WINDSOR CASTLE.


[CHAPTER IX]

THE CASTELLATED MANSION AND MANOR-HOUSE

The reason for the disuse of castles is popularly attributed to the invention of gunpowder, but the introduction of cannon can hardly be accepted as entirely responsible for the decline, and we must therefore seek for other reasons which, added to the first, eventually succeeded in effecting their destruction and abandonment. The use of gunpowder was introduced into England in the first half of the fourteenth century, the first authentic date being 1327, when Edward III. employed it in his campaign against the Scots. The first reference by Froissart is in 1339, cannon being specifically mentioned, while at Cressy in 1346 there were a number of those weapons in use. These early pieces were, however, of small calibre and were provided with such indifferent powder that against the walls of a castle they were practically innocuous, and it was not until the invention of trunnions for cannon, and of bombards capable of throwing heavy spherical shot in the fifteenth century, that fortified places had anything to fear.

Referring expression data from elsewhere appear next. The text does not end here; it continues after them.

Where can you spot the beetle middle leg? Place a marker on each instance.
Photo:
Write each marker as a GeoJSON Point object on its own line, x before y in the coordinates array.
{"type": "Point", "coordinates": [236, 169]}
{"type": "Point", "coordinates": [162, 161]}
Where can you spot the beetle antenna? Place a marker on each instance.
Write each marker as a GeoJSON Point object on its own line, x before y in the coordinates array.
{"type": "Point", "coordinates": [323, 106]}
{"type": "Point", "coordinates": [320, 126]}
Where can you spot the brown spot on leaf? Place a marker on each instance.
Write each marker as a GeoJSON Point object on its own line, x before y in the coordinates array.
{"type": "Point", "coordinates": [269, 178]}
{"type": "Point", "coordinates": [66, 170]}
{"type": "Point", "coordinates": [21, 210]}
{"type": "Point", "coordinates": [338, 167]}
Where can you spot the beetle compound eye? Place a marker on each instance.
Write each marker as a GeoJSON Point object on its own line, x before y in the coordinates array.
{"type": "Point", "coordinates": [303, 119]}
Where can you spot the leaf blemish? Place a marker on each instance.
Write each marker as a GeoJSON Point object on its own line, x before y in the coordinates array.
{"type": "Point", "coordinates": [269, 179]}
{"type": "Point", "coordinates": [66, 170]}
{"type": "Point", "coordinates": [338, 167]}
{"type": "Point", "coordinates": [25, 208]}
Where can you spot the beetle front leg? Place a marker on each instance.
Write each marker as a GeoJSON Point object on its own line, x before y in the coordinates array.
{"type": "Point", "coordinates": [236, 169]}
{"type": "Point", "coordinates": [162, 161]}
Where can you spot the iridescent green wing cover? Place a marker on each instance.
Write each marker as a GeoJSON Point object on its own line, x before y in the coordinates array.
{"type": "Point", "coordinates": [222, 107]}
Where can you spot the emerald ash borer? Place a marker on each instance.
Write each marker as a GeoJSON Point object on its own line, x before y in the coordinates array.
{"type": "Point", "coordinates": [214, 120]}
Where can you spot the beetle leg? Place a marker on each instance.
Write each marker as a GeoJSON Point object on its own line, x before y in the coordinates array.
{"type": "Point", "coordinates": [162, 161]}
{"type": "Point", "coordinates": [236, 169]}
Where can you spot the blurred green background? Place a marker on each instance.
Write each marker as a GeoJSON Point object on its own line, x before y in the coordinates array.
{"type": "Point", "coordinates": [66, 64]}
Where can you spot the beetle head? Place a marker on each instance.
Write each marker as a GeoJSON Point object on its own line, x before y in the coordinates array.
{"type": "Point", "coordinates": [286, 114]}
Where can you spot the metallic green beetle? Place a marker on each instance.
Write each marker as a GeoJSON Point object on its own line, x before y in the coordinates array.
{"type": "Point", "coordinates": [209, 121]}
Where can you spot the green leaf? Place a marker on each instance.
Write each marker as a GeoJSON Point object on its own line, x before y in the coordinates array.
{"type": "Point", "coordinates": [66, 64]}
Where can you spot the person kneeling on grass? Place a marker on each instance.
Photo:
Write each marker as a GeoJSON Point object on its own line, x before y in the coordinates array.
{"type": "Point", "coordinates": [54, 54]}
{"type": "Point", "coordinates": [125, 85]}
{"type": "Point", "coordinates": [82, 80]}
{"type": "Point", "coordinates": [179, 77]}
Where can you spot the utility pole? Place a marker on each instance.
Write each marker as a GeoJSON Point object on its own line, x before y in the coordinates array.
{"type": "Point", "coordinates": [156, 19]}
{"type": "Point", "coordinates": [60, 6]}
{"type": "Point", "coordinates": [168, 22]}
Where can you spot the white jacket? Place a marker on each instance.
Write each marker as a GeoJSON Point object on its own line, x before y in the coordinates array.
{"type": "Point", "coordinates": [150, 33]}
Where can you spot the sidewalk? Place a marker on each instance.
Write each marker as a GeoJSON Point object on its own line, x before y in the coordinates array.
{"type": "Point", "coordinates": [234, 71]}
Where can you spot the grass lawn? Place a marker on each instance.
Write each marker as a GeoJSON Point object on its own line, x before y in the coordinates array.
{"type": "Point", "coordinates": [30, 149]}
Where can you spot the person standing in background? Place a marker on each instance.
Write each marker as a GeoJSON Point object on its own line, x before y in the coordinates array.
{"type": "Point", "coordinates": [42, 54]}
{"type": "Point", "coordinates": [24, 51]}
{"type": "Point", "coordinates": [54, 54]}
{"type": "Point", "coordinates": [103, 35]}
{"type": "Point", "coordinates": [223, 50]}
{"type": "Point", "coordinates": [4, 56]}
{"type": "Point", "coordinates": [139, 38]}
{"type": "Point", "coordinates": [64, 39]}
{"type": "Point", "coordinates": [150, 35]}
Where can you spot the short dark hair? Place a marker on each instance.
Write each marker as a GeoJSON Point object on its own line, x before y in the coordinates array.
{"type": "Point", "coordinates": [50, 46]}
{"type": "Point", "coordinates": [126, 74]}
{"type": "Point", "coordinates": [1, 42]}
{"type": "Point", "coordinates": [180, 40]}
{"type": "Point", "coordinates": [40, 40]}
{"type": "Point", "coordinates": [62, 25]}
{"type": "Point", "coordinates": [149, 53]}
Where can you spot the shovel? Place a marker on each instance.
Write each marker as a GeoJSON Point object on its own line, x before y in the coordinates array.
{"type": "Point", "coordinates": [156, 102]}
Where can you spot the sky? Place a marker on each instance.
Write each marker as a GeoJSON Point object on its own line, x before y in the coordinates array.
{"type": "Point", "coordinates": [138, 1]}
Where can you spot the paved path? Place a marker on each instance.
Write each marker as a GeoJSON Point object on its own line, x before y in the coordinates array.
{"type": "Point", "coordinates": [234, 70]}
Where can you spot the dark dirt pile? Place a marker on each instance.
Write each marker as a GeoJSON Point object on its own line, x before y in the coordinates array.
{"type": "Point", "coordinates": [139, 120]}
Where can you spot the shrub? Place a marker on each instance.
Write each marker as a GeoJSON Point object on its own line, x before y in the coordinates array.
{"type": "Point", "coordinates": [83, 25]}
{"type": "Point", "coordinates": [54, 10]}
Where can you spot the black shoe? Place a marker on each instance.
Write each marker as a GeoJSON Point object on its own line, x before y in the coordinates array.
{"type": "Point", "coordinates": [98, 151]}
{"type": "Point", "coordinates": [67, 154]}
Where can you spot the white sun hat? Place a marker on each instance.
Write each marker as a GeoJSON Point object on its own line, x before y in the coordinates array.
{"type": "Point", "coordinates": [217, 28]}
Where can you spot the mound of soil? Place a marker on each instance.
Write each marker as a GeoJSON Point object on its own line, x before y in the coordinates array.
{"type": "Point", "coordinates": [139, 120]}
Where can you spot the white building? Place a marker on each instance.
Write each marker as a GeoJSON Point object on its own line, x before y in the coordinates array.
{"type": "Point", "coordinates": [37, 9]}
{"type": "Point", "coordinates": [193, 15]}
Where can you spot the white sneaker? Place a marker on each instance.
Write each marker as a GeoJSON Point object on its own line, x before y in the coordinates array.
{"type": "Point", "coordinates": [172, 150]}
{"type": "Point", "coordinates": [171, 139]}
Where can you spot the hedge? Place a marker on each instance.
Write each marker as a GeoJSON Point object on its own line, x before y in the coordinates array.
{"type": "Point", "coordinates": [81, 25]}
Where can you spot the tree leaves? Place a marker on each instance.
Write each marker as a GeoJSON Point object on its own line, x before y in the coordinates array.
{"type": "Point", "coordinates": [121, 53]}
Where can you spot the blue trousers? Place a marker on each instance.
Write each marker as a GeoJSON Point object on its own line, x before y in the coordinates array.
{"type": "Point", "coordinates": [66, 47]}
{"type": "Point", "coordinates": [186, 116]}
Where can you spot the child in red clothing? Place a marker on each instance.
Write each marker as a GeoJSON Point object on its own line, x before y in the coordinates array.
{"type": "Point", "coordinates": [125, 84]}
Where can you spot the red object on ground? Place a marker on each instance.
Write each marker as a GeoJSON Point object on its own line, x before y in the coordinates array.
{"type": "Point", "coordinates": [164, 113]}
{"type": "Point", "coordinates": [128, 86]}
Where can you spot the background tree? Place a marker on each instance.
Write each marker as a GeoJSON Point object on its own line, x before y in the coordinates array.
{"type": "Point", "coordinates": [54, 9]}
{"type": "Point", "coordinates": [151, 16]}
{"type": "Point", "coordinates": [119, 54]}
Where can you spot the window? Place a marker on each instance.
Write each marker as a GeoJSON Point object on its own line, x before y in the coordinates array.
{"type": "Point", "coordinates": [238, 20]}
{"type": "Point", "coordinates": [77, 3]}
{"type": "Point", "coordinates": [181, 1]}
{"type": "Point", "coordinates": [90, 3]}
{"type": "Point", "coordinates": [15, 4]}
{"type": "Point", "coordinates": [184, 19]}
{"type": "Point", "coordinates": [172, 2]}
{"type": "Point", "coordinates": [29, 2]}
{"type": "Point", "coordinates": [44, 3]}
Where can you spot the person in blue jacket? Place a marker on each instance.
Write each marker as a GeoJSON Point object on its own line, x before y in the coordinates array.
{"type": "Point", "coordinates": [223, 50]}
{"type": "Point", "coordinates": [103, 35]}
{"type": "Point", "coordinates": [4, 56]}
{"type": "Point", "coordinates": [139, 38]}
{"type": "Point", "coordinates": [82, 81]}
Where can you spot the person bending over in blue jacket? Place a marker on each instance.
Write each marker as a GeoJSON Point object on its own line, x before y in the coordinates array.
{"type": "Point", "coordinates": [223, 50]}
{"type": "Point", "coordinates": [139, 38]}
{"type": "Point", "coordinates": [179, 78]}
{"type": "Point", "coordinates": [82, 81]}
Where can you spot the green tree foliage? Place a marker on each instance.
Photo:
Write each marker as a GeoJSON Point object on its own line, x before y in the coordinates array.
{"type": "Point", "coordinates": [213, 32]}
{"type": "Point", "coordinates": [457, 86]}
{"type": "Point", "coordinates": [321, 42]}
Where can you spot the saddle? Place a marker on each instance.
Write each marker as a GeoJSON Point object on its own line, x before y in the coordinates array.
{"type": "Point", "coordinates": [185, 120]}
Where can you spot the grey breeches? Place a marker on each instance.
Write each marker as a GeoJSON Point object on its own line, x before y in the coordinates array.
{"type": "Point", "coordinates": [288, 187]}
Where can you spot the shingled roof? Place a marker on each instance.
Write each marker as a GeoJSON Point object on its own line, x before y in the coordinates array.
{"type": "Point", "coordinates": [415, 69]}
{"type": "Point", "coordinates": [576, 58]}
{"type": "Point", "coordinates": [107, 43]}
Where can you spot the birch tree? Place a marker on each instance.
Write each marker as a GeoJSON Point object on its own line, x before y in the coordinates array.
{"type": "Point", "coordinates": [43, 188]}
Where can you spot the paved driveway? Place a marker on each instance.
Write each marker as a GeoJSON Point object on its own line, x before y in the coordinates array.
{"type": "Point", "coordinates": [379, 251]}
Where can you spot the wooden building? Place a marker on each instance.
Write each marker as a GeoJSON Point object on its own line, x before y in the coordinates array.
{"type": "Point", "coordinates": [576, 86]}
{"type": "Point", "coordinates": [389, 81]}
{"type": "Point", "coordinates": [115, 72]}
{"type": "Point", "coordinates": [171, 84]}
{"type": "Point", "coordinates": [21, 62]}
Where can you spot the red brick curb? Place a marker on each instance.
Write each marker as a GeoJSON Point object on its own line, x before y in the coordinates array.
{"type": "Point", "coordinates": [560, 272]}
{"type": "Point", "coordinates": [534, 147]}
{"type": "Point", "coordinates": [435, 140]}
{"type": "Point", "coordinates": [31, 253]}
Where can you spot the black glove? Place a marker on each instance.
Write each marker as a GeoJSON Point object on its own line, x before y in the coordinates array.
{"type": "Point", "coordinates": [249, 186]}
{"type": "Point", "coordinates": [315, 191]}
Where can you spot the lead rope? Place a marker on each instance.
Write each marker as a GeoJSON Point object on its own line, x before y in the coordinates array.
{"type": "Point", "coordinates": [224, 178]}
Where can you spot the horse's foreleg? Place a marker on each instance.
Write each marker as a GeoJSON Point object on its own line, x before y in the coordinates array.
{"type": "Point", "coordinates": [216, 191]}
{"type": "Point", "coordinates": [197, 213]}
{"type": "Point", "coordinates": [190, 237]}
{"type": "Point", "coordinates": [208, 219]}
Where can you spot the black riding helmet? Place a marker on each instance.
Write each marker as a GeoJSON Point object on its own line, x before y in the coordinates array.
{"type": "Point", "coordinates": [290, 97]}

But long before 1327 the English castle had begun to show signs of falling into abeyance, in fact but very few new structures of that class were erected after the close of the thirteenth century, and those that did spring into existence no longer exhibited the overwhelming strength and powers of resistance which stamped the erections of the preceding century. When prosecuting his war with France, Edward III., in 1337, endeavoured to leave the Kingdom in as defensible a condition as possible during his absence, and with that object in view ordered the keepers of the Royal castles to put their respective charges into first-class order. In spite of this a report upon their efficiency a few years later revealed the fact that several were utterly unfit to withstand a siege. In 1322, when the incensed Edward II. raised forces to avenge the insult to his queen by Bartholomew de Badlesmere at Leeds Castle, and quickly captured that place, Tickhill, Warwick, Tutbury, and others, the ease with which they fell into his hands indubitably proves that they were no longer in a thoroughly defensive condition. And this, be it remembered, was before the introduction of gunpowder.

The economic conditions prevailing in the fourteenth century were also in antagonism to the persistence and growth of castles in the land. Military feudalism was in its death-throes, and the laws passed in the reign of Edward I.—notably the statute of Quia Emptores—were undoubtedly responsible for it. The barons no longer held the same position as formerly when they dictated terms to their own sovereign, and although a recrudescence of the power of the military nobility occurred during the time of the Wars of the Roses, that struggle was in reality but duels upon a large scale between a number of nobles who had been successful in maintaining a semblance of their former power. The Statute of Winchester gave almost unlimited rights to the King, whereby he could summon the commons to arms if a baron proved recalcitrant. The baronial castle necessarily became an anachronism to a large extent, since its owner no longer had the power to fill it with numerous retainers, and also because the King, by his overwhelming numbers, could easily capture it.

The art of war had also changed consequent chiefly upon the extraordinary efficiency displayed by the English archer, whereby he became supreme upon the field of battle: the development of this superb infantry was under the entire management of the Crown and, consequently, the King became immeasurably superior in striking strength to any individual baron. The advantage began to rest with him who could put the most efficient battalions in the field, and not as formerly with the one who owned the greatest number of castles. Combined with these conditions there was the indubitable fact that a castle had acquired the reputation of being connected with oppression of the people, resistance to lawful power, and a refuge from justice for the wrongdoer. This was entirely incompatible with the great reforms insisted upon by Edward I., and passed into law by parliament; law and order became the rule and not the exception, and the position of the castle grew anomalous.